Skrob notes Florida’s $112 billion tourism industry supports 1.4 million jobs and helps Florida families save $1,549 each year in taxes. More than one-fifth of all the sales tax revenue generated in Florida comes from a strong tourism industry, which funds a significant portion of Florida’s budget.

He says a lot of the credit for those numbers goes to VISIT FLORIDA.

“While we are thrilled the Florida Legislature provided funding to VISIT FLORIDA this year, we must continue to advocate for full funding at $76 million and reauthorization of the organization,” Skrob added. “Every dollar we put into VISIT FLORIDA brings our state a two-dollar return on investment, and we hope our state leaders will continue to see the value of this organization.”

The agency is a public-private partnership that works with local tourism marketing organizations. The governor says reforming the agency is something he would support. He suggested reforms would mean more contributions on the part of the industry.

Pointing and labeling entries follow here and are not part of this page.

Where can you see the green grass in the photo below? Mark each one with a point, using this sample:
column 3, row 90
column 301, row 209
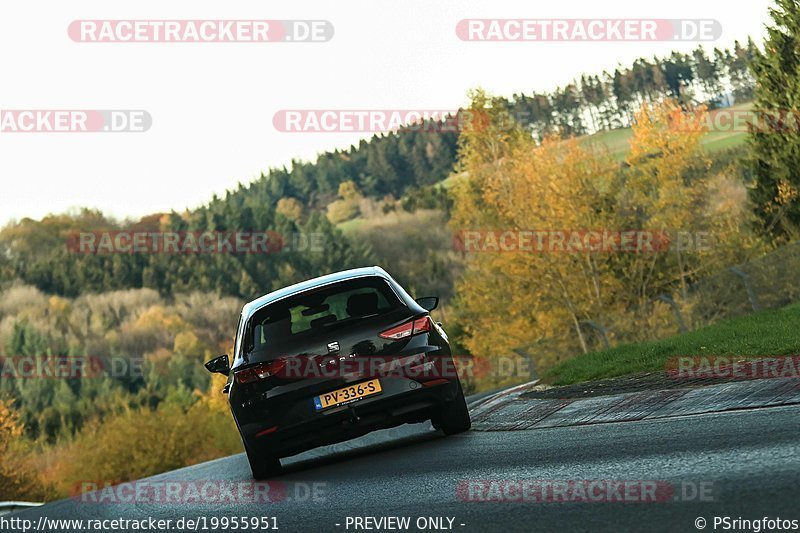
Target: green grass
column 768, row 333
column 617, row 142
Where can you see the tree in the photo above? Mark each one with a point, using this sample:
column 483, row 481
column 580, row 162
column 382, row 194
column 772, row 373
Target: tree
column 775, row 159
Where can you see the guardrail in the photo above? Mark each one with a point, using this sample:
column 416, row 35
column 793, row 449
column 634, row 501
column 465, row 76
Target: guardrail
column 12, row 507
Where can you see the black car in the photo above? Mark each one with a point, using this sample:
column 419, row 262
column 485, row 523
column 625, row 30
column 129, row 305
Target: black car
column 333, row 358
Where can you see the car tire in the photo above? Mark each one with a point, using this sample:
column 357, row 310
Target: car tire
column 262, row 466
column 453, row 416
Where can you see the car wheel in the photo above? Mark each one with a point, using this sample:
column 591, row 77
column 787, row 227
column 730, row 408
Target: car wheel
column 262, row 466
column 453, row 416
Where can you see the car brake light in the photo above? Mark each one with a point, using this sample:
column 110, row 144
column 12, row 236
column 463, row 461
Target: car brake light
column 260, row 371
column 412, row 327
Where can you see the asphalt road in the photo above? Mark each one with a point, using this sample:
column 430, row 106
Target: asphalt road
column 747, row 462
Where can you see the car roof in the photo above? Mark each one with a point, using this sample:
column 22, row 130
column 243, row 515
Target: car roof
column 251, row 307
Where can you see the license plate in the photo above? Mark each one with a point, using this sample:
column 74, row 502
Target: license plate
column 347, row 394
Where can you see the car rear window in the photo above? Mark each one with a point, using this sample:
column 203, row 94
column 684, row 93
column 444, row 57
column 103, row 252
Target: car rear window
column 319, row 310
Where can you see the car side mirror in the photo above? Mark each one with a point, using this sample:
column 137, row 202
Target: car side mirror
column 429, row 303
column 219, row 365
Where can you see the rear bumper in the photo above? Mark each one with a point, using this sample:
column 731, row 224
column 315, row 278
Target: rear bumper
column 301, row 427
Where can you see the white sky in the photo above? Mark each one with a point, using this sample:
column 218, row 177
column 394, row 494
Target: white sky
column 212, row 104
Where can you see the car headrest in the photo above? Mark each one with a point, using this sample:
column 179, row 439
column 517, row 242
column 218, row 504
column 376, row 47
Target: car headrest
column 362, row 304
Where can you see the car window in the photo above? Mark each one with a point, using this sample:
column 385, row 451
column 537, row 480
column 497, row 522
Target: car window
column 321, row 310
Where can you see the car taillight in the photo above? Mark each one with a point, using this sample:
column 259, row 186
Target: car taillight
column 260, row 371
column 412, row 327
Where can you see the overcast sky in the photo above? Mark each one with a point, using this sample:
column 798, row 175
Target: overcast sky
column 212, row 103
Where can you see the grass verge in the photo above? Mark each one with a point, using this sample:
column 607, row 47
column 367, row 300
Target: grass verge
column 768, row 333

“I welcome reforms to it. I mean I welcome making industry come up and pony up more money. I think that would be great. So, there are things we can do,” DeSantis said.

“I think we should reauthorize it in some fashion, but it can be reformed,” the governor added.

The $50 million is half of what then Gov. Rick Scott proposed in his 2017 proposed budget. That’s the same year Visit Florida’s spending practices were first questioned by the House, including a $11.6 million contract for a cooking show with celebrity chef Emeril Lagassee and a $1 million contract with Miami rapper Pitbull intended promote Florida.

Provisions were added that year to make the agency more accountable and transparent in its spending practices and, in turn, it was agreed that the agency would retain its $76 million budget, a number that was repeated in the current budget.